By The Associated Press

PORTLAND — The deputy director of the Oregon prison system has announced his retirement while a state ethics commission is three months into a six-month investigation of his conduct.

Mitch Morrow was criticized in a Department of Justice report for allegedly abusing his office and assuring his son was hired by the Department of Corrections and paid more than is typical for the position.

The Oregonian reports Morrow remained on the job after the Oregon Government Ethics Commission concluded in April that it had objective reasons to believe Morrow had violated state ethics laws.

Ethics officials opened a full investigation of Morrow, saying the process could take six months.

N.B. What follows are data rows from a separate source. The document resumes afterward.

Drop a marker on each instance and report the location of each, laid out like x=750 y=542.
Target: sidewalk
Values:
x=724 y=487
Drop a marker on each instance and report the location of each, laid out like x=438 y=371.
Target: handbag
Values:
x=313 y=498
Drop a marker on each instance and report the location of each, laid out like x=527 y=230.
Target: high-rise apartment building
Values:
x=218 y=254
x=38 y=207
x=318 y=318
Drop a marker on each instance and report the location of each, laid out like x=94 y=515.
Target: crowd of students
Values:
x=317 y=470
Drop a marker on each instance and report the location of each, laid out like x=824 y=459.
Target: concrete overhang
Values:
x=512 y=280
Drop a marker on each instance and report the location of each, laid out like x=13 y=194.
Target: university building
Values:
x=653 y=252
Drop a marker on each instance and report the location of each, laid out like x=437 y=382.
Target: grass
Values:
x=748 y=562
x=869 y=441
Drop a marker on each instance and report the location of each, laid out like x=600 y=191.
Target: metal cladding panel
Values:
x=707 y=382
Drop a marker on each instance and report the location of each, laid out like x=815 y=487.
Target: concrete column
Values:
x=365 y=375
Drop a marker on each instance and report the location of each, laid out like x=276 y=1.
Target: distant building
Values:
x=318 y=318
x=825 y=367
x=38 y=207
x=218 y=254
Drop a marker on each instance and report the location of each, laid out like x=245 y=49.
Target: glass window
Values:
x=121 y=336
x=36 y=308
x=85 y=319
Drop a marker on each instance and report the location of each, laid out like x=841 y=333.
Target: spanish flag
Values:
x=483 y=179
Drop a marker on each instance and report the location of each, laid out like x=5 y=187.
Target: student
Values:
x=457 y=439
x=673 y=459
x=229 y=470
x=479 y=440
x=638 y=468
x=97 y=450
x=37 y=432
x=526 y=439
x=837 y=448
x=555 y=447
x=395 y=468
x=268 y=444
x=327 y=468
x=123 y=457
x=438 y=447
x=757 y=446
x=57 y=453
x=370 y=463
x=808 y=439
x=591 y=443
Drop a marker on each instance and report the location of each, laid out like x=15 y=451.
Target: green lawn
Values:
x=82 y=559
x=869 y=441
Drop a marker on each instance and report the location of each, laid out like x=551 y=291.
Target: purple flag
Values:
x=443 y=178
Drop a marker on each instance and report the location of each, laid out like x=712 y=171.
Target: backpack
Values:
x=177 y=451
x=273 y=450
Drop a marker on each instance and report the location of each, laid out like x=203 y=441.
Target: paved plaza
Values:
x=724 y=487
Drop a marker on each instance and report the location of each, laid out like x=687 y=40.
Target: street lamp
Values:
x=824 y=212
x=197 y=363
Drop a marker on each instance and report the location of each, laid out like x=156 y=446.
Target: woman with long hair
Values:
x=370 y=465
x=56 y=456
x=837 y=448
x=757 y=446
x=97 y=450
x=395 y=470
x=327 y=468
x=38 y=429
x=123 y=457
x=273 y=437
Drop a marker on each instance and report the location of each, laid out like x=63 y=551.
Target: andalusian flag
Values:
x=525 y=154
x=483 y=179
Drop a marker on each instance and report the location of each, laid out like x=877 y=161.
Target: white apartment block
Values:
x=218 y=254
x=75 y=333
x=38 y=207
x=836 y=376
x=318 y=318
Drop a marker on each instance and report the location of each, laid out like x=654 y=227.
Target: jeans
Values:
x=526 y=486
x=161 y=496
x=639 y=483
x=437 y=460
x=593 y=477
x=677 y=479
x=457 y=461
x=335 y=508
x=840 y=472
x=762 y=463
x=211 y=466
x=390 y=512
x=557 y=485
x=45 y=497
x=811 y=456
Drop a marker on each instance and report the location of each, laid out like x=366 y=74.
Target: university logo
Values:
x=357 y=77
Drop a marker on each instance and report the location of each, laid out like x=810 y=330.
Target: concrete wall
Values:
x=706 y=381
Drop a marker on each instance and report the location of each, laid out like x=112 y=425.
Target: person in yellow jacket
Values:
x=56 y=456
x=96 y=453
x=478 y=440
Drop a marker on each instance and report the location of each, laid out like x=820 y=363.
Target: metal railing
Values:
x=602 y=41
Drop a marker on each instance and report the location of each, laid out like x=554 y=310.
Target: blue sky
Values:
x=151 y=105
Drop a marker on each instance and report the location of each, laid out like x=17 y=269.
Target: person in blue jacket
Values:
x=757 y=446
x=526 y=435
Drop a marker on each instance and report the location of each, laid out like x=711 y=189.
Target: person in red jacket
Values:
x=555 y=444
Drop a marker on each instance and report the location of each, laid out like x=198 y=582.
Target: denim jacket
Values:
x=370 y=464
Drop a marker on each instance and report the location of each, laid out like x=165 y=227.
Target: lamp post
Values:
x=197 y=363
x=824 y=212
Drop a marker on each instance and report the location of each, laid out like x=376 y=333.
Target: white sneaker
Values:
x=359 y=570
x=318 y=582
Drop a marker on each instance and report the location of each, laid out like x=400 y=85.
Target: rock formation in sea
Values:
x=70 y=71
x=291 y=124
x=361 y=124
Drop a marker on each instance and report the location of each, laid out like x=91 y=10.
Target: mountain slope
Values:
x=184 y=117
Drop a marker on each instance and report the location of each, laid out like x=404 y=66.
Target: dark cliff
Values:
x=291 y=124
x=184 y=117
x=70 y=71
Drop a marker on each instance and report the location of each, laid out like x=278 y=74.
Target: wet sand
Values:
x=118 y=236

Morrow contends he did nothing wrong, and prisons spokeswoman Betty Bernt said Morrow had been planning his retirement for years. He joined the prison system in 1983.

Morrow handles the day-to-day operations of the prison system and is paid a $147,324 annual salary.

The probe into Morrow's conduct came as part of a larger investigation into Oregon's independent prison industries operation.

In 2012, Oregon Corrections Enterprises Administrator Rob Killgore presented state officials with 875 pages of material detailing what he said was $5 million worth of misappropriated expenses dating back 10 years.

Killgore said he was forced to hire Morrow's son, who worked as a coordinator in OCE's laundry operation. Killgore told investigators he had to double a moving allowance for the son and increase his pay “because of Morrow's complaints.”

Investigators concluded that Morrow had recommended his son for an OCE job and “made follow up calls to make sure that his son was paid more than the typical moving expenses.” The state Justice Department report said there was no evidence Morrow tried to “directly influence” OCE's personnel office to hire his son.

A state law allows the Department of Corrections to keep Morrow on the job until the end of January because his service is critical to the prison system. Morrow hopes to work until Jan. 31, 2015.